July 19, 2011 | BY Nicole LaFave
It's a really gorgeous day here in San Francisco. Finally. I returned last Monday from a few weeks in Michigan with the family, friends & my parents puggles in 90 degree weather, humidity and summer fun only to find grey skies & dreary weather for a week straight. Yuck! I had almost forgot what it felt like to be in the midwest for summer before heading home. Summer in Michigan feels fantastic to go back to. I was quickly reminded that despite the high 90s, you always have to carry a sweater with you because every business and restaurant blasts the air conditioning at the "arctic blast" setting, but that sure beats having low 50 degree weather with tons of wind all June & July.
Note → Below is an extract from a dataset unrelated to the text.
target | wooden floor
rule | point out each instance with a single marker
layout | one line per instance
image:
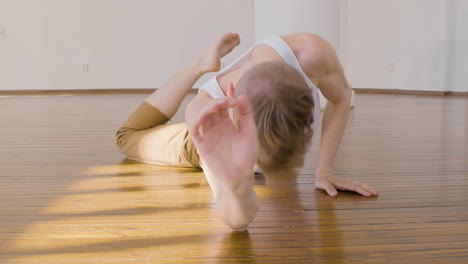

Now that I am back, I sure do miss the puggle snuggles and BBQ food every night. Okay, okay - my friends & family too, but nothing beats those cute little snuggles from Mona & goofy Seymour. I thought I'd be in trouble with my new food allergy discoveries headed back home, but turns out that the summer lends itself well to lean meats and vegetables for dinner. I think J-Pierre & I need to bust out some BBQ'ing in our cute garden backyard soon, as it is slowly starting to get "warmer" (60s + up) here. So here I am! Back in San Francisco, totally slammed, back to my indian food cooking experiments, health food/exercise books & rocking & rolling with work. Lots of exciting things to launch this summer and fall if all stays on schedule, stay tuned.
July 18, 2011 | BY Nicole LaFave
There is a 90% chance I will see something awesome to take a picture of when I leave my house in this city. Typically it involves cool typography, signage, or found color palettes out & about that inspire some of my design work. After living here a year, it was time to start sharing in my little spot about San Francisco typography, letters & colors. I promise I'll name it something better when I get more "serious" about my blog, but until then enjoy yourself some cute numbers from a church around the corner that I pass on my way to the blue mail box.
June 28, 2011 | BY Nicole LaFave
It's berry time! While my blog structure kinks are being worked out, I thought I would share a quick recipe to a delicious berry crumble that I made for J-Pierre's Birthday this past Saturday. (Happy Birthday to my favorite). I have a series of photos for this recipe to post eventually, but in the meantime you can find in here via Knuckle Salad to start using up your summer berries. Dariy-free or gluten free? My tip: Use gluten-free oats, naked all coconut ice cream and a vegan butter substitute. Cheers.
June 28, 2011 | BY Nicole LaFave
June 24, 2011 | BY Nicole LaFave
I'm not really a juice master, but I wish I was. I aspire to be a juice master. It makes you feel great, and it's delicious. Well, at least I think so. This week I have been reading The 150 Healthiest Foods on Earth and was inspired to work a spin of new vegetables into my "usual" which consisted of cucumber, celery, parsley, apple & spinach. J-Pierre keeps finding glasses around the house that almost indicate that someone was murdered close by, but relax, ... it's just my beets. I am not a fan of beets AT ALL. I can't eat them no matter how hard I try. (they taste like dirt I swear) My new spin on my juice has involved experiments with added spunks like lemon and ginger, or beets and carrots. So far so good and it's nice to have a different color juice for a change. I wonder how how many colors I can create? Red, purple, green – piece of cake. Blue? Now there's a challenge. Only time will tell.